A brother chosen. A brother left behind. And the only way home is to find him.
Leon is nine, and has a perfect baby brother called Jake. They have gone to live with Maureen, who has fuzzy red hair like a halo, and a belly like Father Christmas. But the adults are speaking in low voices, and wearing Pretend faces. They are threatening to take Jake away and give him to strangers. Because Jake is white and Leon is not.
As Leon struggles to cope with his anger, certain things can still make him smile – like Curly Wurlys, riding his bike fast downhill, burying his hands deep in the soil, hanging out with Tufty (who reminds him of his dad), and stealing enough coins so that one day he can rescue Jake and his mum.
Evoking a Britain of the early eighties, My Name is Leon is a story of love, identity and learning to overcome unbearable loss. Of the fierce bond between sibilings. And how – just when we least expect it – we somehow manage to find our way home.
What a great way to start 2017! My Name is Leon was everything a book could be: emotional, funny, well written and delicately touching upon terribly difficult topics. Go read it now!
No, seriously… What are you still doing here? Go!

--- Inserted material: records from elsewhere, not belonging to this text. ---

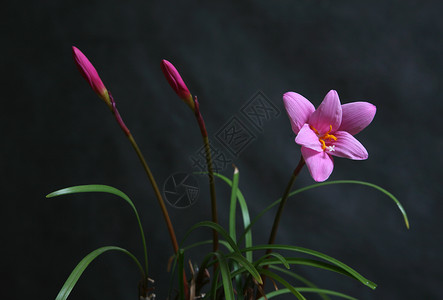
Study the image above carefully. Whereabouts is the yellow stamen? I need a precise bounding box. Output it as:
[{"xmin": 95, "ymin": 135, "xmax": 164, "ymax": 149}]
[{"xmin": 309, "ymin": 125, "xmax": 337, "ymax": 150}]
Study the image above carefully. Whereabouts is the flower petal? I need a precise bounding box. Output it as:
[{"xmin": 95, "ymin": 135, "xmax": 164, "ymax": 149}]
[
  {"xmin": 338, "ymin": 102, "xmax": 377, "ymax": 135},
  {"xmin": 301, "ymin": 147, "xmax": 334, "ymax": 182},
  {"xmin": 328, "ymin": 131, "xmax": 368, "ymax": 160},
  {"xmin": 309, "ymin": 90, "xmax": 342, "ymax": 134},
  {"xmin": 283, "ymin": 92, "xmax": 315, "ymax": 134},
  {"xmin": 295, "ymin": 124, "xmax": 323, "ymax": 152}
]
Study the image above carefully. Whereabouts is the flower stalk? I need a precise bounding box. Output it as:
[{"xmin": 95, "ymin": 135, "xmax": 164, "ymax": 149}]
[
  {"xmin": 256, "ymin": 156, "xmax": 305, "ymax": 299},
  {"xmin": 194, "ymin": 96, "xmax": 218, "ymax": 252},
  {"xmin": 160, "ymin": 59, "xmax": 218, "ymax": 252}
]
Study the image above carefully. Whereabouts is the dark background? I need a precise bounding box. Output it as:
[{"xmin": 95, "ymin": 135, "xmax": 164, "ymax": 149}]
[{"xmin": 0, "ymin": 0, "xmax": 443, "ymax": 299}]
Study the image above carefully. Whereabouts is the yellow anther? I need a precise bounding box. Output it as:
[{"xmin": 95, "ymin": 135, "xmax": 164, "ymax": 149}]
[
  {"xmin": 309, "ymin": 125, "xmax": 318, "ymax": 134},
  {"xmin": 309, "ymin": 125, "xmax": 337, "ymax": 151},
  {"xmin": 318, "ymin": 139, "xmax": 326, "ymax": 150}
]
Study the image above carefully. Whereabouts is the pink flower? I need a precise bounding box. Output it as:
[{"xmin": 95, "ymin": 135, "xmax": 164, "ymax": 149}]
[
  {"xmin": 283, "ymin": 90, "xmax": 376, "ymax": 182},
  {"xmin": 72, "ymin": 46, "xmax": 111, "ymax": 107},
  {"xmin": 160, "ymin": 59, "xmax": 194, "ymax": 110}
]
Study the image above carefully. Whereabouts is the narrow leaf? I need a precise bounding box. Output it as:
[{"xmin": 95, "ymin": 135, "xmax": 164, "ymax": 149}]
[
  {"xmin": 259, "ymin": 287, "xmax": 358, "ymax": 300},
  {"xmin": 55, "ymin": 246, "xmax": 145, "ymax": 300},
  {"xmin": 46, "ymin": 184, "xmax": 148, "ymax": 273},
  {"xmin": 260, "ymin": 269, "xmax": 306, "ymax": 300},
  {"xmin": 242, "ymin": 245, "xmax": 377, "ymax": 289},
  {"xmin": 214, "ymin": 173, "xmax": 252, "ymax": 262},
  {"xmin": 229, "ymin": 168, "xmax": 239, "ymax": 241},
  {"xmin": 214, "ymin": 251, "xmax": 235, "ymax": 300}
]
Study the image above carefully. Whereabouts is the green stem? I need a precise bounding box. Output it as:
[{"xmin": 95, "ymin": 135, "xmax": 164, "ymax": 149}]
[
  {"xmin": 109, "ymin": 92, "xmax": 178, "ymax": 253},
  {"xmin": 266, "ymin": 156, "xmax": 305, "ymax": 250},
  {"xmin": 128, "ymin": 134, "xmax": 178, "ymax": 253},
  {"xmin": 194, "ymin": 97, "xmax": 218, "ymax": 252},
  {"xmin": 256, "ymin": 156, "xmax": 305, "ymax": 299}
]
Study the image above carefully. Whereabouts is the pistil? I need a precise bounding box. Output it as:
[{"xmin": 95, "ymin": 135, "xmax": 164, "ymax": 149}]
[{"xmin": 309, "ymin": 125, "xmax": 337, "ymax": 151}]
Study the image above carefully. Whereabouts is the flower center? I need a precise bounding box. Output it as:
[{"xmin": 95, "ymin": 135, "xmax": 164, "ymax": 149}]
[{"xmin": 309, "ymin": 125, "xmax": 337, "ymax": 152}]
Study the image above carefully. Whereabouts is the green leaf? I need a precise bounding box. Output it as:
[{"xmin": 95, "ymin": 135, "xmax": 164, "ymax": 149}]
[
  {"xmin": 254, "ymin": 252, "xmax": 290, "ymax": 269},
  {"xmin": 46, "ymin": 184, "xmax": 148, "ymax": 273},
  {"xmin": 214, "ymin": 251, "xmax": 235, "ymax": 300},
  {"xmin": 55, "ymin": 246, "xmax": 145, "ymax": 300},
  {"xmin": 229, "ymin": 168, "xmax": 239, "ymax": 241},
  {"xmin": 259, "ymin": 287, "xmax": 357, "ymax": 300},
  {"xmin": 180, "ymin": 221, "xmax": 241, "ymax": 255},
  {"xmin": 269, "ymin": 266, "xmax": 331, "ymax": 300},
  {"xmin": 289, "ymin": 180, "xmax": 409, "ymax": 229},
  {"xmin": 260, "ymin": 269, "xmax": 306, "ymax": 300},
  {"xmin": 228, "ymin": 253, "xmax": 263, "ymax": 284},
  {"xmin": 242, "ymin": 245, "xmax": 377, "ymax": 289},
  {"xmin": 214, "ymin": 173, "xmax": 252, "ymax": 262},
  {"xmin": 240, "ymin": 180, "xmax": 409, "ymax": 239},
  {"xmin": 266, "ymin": 257, "xmax": 352, "ymax": 281}
]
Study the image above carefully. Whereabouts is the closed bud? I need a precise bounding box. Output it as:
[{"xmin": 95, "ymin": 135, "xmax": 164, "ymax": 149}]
[
  {"xmin": 72, "ymin": 46, "xmax": 112, "ymax": 108},
  {"xmin": 161, "ymin": 59, "xmax": 194, "ymax": 110}
]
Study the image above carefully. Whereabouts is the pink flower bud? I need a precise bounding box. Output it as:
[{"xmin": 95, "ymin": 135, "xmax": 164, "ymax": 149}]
[
  {"xmin": 161, "ymin": 59, "xmax": 194, "ymax": 110},
  {"xmin": 72, "ymin": 46, "xmax": 112, "ymax": 107}
]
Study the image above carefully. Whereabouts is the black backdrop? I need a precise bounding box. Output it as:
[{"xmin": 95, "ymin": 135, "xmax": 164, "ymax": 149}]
[{"xmin": 0, "ymin": 0, "xmax": 443, "ymax": 299}]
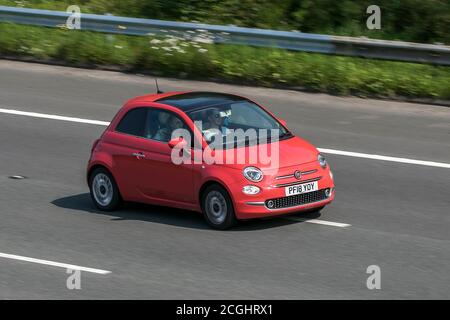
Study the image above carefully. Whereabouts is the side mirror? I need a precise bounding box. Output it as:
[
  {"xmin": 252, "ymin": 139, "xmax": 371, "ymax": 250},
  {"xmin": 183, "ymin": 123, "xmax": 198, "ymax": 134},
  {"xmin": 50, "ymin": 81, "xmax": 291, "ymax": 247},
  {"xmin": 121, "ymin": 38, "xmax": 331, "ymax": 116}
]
[{"xmin": 167, "ymin": 137, "xmax": 187, "ymax": 149}]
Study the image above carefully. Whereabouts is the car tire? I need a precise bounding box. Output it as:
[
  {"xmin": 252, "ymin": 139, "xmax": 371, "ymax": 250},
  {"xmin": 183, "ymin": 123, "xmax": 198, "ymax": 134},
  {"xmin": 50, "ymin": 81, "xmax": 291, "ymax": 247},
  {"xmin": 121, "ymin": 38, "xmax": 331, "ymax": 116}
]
[
  {"xmin": 201, "ymin": 184, "xmax": 236, "ymax": 230},
  {"xmin": 89, "ymin": 167, "xmax": 121, "ymax": 211}
]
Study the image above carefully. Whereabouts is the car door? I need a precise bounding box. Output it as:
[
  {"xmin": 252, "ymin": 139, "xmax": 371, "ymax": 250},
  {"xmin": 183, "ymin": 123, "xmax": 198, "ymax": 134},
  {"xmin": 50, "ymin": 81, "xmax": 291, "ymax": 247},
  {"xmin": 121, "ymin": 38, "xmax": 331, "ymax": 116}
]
[
  {"xmin": 104, "ymin": 107, "xmax": 151, "ymax": 201},
  {"xmin": 134, "ymin": 108, "xmax": 195, "ymax": 203}
]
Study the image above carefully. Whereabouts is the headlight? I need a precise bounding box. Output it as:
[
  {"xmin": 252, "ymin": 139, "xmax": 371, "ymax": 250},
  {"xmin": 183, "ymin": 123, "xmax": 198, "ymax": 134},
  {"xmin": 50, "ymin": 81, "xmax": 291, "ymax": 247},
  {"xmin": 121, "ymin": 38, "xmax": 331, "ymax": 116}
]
[
  {"xmin": 243, "ymin": 167, "xmax": 264, "ymax": 182},
  {"xmin": 317, "ymin": 153, "xmax": 327, "ymax": 168},
  {"xmin": 242, "ymin": 186, "xmax": 261, "ymax": 195}
]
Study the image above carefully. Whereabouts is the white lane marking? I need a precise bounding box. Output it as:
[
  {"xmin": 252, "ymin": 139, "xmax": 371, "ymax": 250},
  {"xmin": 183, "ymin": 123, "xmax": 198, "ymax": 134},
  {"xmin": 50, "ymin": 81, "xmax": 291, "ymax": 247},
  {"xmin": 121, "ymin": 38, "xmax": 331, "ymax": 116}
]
[
  {"xmin": 285, "ymin": 217, "xmax": 351, "ymax": 228},
  {"xmin": 0, "ymin": 108, "xmax": 450, "ymax": 169},
  {"xmin": 319, "ymin": 148, "xmax": 450, "ymax": 169},
  {"xmin": 0, "ymin": 252, "xmax": 111, "ymax": 274},
  {"xmin": 0, "ymin": 108, "xmax": 109, "ymax": 126}
]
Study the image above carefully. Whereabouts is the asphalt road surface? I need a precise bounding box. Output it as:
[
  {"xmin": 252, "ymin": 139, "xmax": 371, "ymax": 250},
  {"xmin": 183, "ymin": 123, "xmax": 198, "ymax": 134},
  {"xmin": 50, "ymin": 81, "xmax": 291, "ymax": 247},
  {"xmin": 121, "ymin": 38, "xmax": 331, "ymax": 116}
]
[{"xmin": 0, "ymin": 61, "xmax": 450, "ymax": 299}]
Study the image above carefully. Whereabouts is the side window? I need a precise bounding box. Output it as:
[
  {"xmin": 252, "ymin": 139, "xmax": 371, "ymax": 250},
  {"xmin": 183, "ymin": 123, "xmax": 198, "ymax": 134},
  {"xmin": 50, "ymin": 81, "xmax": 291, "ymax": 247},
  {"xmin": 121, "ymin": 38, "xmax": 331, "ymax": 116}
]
[
  {"xmin": 145, "ymin": 109, "xmax": 186, "ymax": 142},
  {"xmin": 116, "ymin": 108, "xmax": 148, "ymax": 137}
]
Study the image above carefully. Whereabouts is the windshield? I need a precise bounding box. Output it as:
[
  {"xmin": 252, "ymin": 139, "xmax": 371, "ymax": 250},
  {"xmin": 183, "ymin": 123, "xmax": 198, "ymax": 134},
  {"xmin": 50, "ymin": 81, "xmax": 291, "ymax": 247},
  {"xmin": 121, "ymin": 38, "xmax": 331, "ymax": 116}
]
[{"xmin": 188, "ymin": 100, "xmax": 292, "ymax": 148}]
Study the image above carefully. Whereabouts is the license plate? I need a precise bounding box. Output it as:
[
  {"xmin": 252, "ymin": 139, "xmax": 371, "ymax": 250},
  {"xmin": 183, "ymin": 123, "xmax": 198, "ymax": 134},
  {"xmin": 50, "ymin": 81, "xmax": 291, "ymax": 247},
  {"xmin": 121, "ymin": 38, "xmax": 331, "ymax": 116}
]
[{"xmin": 284, "ymin": 181, "xmax": 319, "ymax": 196}]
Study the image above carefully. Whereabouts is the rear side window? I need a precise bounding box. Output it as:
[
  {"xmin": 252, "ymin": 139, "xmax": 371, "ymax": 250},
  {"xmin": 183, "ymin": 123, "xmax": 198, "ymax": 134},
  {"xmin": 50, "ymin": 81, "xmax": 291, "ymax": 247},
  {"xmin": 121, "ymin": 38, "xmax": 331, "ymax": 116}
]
[{"xmin": 116, "ymin": 108, "xmax": 148, "ymax": 137}]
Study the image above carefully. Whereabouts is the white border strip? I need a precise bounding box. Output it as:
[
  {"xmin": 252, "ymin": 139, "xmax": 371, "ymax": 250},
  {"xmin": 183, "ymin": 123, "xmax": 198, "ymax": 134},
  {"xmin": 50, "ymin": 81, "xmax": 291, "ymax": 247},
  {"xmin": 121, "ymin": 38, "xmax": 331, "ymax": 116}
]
[
  {"xmin": 0, "ymin": 108, "xmax": 450, "ymax": 169},
  {"xmin": 0, "ymin": 252, "xmax": 111, "ymax": 274},
  {"xmin": 0, "ymin": 108, "xmax": 109, "ymax": 126},
  {"xmin": 319, "ymin": 148, "xmax": 450, "ymax": 169}
]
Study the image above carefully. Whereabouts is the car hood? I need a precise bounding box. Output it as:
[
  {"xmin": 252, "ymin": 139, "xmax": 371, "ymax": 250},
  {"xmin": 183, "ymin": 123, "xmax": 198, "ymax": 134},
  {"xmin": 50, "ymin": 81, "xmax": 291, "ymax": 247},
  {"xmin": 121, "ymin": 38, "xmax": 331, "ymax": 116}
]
[{"xmin": 205, "ymin": 136, "xmax": 319, "ymax": 170}]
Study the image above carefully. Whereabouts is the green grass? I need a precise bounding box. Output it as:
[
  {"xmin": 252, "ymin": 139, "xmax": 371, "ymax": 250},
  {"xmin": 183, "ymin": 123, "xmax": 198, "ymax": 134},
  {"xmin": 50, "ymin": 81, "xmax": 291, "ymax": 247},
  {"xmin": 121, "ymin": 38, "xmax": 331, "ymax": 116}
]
[{"xmin": 0, "ymin": 23, "xmax": 450, "ymax": 100}]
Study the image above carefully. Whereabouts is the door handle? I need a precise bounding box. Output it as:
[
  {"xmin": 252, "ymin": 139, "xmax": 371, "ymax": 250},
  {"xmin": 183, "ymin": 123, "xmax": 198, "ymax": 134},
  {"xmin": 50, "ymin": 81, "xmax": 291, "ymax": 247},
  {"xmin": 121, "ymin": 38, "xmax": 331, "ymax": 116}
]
[{"xmin": 131, "ymin": 152, "xmax": 145, "ymax": 159}]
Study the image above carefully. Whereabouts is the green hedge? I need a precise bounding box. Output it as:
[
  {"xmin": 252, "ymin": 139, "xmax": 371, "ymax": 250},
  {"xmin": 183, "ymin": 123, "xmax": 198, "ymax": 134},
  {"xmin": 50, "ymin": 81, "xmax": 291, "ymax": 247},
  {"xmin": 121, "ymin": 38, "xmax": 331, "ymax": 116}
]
[
  {"xmin": 0, "ymin": 23, "xmax": 450, "ymax": 99},
  {"xmin": 0, "ymin": 0, "xmax": 450, "ymax": 44}
]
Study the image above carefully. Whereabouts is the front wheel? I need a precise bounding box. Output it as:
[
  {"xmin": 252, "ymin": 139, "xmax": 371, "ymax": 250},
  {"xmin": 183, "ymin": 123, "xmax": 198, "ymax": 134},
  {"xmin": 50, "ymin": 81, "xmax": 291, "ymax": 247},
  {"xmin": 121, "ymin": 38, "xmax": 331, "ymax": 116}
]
[
  {"xmin": 89, "ymin": 168, "xmax": 120, "ymax": 211},
  {"xmin": 202, "ymin": 185, "xmax": 236, "ymax": 230}
]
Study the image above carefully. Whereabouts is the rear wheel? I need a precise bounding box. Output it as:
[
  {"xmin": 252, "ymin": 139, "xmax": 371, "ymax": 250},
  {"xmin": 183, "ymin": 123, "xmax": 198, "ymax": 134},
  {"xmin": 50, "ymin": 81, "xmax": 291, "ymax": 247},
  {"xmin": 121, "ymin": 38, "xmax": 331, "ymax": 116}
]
[
  {"xmin": 202, "ymin": 184, "xmax": 236, "ymax": 230},
  {"xmin": 89, "ymin": 168, "xmax": 120, "ymax": 211}
]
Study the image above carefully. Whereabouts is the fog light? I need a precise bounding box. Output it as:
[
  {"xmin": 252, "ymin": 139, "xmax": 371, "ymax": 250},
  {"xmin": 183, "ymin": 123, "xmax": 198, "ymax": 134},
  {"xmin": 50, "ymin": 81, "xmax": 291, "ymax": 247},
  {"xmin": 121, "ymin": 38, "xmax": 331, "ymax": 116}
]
[{"xmin": 242, "ymin": 186, "xmax": 261, "ymax": 195}]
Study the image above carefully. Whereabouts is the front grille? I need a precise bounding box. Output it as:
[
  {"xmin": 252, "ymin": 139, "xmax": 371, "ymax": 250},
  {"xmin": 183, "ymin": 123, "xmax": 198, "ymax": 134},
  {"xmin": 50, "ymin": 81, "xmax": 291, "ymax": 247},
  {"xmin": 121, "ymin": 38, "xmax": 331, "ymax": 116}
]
[{"xmin": 265, "ymin": 189, "xmax": 327, "ymax": 209}]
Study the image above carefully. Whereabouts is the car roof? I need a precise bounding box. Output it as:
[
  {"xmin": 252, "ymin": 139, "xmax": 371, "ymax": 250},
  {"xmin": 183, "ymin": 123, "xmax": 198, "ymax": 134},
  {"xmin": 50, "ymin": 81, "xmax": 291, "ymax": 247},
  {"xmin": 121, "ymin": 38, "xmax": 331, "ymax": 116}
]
[{"xmin": 154, "ymin": 91, "xmax": 246, "ymax": 112}]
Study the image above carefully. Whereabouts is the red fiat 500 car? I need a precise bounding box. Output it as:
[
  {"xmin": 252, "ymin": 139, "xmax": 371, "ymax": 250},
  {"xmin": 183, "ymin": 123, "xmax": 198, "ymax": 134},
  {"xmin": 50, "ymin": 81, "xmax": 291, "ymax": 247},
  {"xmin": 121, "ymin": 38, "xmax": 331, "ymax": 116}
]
[{"xmin": 87, "ymin": 92, "xmax": 334, "ymax": 229}]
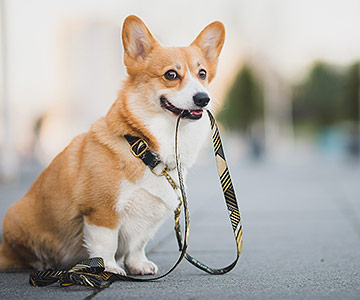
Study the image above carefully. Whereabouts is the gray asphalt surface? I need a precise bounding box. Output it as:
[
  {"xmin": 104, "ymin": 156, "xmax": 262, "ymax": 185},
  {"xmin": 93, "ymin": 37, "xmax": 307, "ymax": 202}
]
[{"xmin": 0, "ymin": 152, "xmax": 360, "ymax": 299}]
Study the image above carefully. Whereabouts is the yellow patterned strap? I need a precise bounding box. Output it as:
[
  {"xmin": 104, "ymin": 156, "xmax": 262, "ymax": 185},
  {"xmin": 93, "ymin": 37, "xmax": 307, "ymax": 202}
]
[
  {"xmin": 29, "ymin": 111, "xmax": 242, "ymax": 288},
  {"xmin": 175, "ymin": 111, "xmax": 243, "ymax": 275}
]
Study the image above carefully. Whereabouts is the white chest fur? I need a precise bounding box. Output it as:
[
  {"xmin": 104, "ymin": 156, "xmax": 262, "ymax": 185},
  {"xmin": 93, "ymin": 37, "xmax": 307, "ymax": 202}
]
[{"xmin": 116, "ymin": 114, "xmax": 209, "ymax": 255}]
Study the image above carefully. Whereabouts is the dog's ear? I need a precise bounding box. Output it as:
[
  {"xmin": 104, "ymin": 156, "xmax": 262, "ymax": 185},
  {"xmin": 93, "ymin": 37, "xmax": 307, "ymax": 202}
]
[
  {"xmin": 122, "ymin": 15, "xmax": 158, "ymax": 71},
  {"xmin": 191, "ymin": 21, "xmax": 225, "ymax": 64}
]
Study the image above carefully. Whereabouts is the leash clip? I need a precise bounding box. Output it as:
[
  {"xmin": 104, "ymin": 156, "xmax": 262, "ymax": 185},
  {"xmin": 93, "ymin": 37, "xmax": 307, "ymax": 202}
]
[{"xmin": 130, "ymin": 139, "xmax": 149, "ymax": 158}]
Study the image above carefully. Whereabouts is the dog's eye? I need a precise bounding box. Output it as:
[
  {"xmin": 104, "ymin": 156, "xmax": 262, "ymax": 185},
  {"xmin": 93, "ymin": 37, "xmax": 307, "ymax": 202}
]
[
  {"xmin": 164, "ymin": 70, "xmax": 179, "ymax": 80},
  {"xmin": 199, "ymin": 69, "xmax": 206, "ymax": 80}
]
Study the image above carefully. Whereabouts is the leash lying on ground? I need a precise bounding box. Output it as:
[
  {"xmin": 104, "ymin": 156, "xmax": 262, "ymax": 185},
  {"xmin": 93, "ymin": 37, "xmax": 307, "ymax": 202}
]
[{"xmin": 29, "ymin": 111, "xmax": 242, "ymax": 288}]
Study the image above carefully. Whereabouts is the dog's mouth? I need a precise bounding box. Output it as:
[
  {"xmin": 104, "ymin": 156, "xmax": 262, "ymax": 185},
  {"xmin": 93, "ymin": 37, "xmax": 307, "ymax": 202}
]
[{"xmin": 160, "ymin": 96, "xmax": 203, "ymax": 120}]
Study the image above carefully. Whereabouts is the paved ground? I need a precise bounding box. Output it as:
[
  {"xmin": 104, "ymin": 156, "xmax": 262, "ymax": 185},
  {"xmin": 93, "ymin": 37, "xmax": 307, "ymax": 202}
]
[{"xmin": 0, "ymin": 151, "xmax": 360, "ymax": 299}]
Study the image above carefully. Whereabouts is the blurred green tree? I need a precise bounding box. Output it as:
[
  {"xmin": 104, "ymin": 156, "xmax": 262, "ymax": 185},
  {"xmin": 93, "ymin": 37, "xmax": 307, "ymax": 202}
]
[
  {"xmin": 344, "ymin": 61, "xmax": 360, "ymax": 122},
  {"xmin": 293, "ymin": 62, "xmax": 348, "ymax": 130},
  {"xmin": 219, "ymin": 65, "xmax": 264, "ymax": 133}
]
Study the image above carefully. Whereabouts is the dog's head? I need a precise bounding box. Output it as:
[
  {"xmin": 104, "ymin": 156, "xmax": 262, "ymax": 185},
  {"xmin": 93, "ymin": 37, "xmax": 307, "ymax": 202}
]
[{"xmin": 122, "ymin": 16, "xmax": 225, "ymax": 120}]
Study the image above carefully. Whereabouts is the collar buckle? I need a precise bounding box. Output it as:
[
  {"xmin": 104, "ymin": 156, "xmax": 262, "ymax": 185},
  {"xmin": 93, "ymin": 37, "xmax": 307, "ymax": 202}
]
[{"xmin": 130, "ymin": 139, "xmax": 149, "ymax": 158}]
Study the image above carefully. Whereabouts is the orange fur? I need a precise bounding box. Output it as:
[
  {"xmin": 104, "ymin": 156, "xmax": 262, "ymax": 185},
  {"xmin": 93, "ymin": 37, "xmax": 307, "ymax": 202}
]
[{"xmin": 0, "ymin": 16, "xmax": 224, "ymax": 269}]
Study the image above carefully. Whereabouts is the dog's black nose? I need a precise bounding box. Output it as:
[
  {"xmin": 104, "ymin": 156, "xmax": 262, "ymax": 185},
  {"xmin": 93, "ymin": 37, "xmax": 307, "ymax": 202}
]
[{"xmin": 193, "ymin": 93, "xmax": 210, "ymax": 107}]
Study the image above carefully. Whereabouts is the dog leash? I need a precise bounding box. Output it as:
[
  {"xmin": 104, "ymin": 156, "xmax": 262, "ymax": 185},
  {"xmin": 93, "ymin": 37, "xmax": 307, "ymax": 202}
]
[{"xmin": 29, "ymin": 111, "xmax": 243, "ymax": 288}]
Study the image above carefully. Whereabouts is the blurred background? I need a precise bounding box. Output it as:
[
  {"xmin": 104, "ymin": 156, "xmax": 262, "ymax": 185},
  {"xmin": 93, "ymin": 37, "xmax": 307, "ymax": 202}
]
[
  {"xmin": 0, "ymin": 0, "xmax": 360, "ymax": 299},
  {"xmin": 0, "ymin": 0, "xmax": 360, "ymax": 182}
]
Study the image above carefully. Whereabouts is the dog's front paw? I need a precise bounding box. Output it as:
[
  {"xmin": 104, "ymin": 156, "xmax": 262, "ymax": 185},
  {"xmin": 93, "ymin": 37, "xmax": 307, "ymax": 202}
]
[
  {"xmin": 105, "ymin": 264, "xmax": 126, "ymax": 276},
  {"xmin": 126, "ymin": 260, "xmax": 158, "ymax": 275}
]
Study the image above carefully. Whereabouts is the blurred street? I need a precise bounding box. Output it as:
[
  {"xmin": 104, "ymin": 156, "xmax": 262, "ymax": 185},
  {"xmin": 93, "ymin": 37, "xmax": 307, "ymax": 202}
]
[{"xmin": 0, "ymin": 152, "xmax": 360, "ymax": 299}]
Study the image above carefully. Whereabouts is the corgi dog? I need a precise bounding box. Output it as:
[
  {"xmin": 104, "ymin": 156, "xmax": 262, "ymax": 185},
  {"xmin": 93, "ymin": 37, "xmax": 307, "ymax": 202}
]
[{"xmin": 0, "ymin": 15, "xmax": 225, "ymax": 275}]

Oh well, since you’re still here, let me tell you why you should bother with this little gem of a book. Firstly, this book was highly original. I loved the fact that our protagonist is a biracial young boy whose family is so messed up he and his brother end up in foster care. This is a very sensitive topic, and one I actually rarely see represented in books. Yet somehow, the author managed to touch upon the issues faced by fostered children ever so lightly, truly helping the reader see the world from Leon’s point of view. I was touched by this little boy’s deep, deep love towards his mother and brother, I was amazed by his sense of responsibility and suffered his same frustration when his whole world collapsed.
Also, I loved the characters. Leon himself was incredibly well developed, growing and changing throughout the book. He is a real kid, with his problems, and his dreams. It was very interesting to get inside his little boy’s mind to witness first hand exactly how he lived through all the things that happened to him. Themes of discrimination, equality, children’s rights are delicately built in the story, so that it never feels like a lecture but still manages to get you thinking. The secondary characters were also very well developed, despite being seen only through Leon’s eyes.
Heartbreaking and heartwarming at the same time, My Name is Leon is one book that, even in its simplicity, will capture you entirely. Perfect to cozy up with in the cold winter, preferably with a good cup of English tea to get you in the right mood.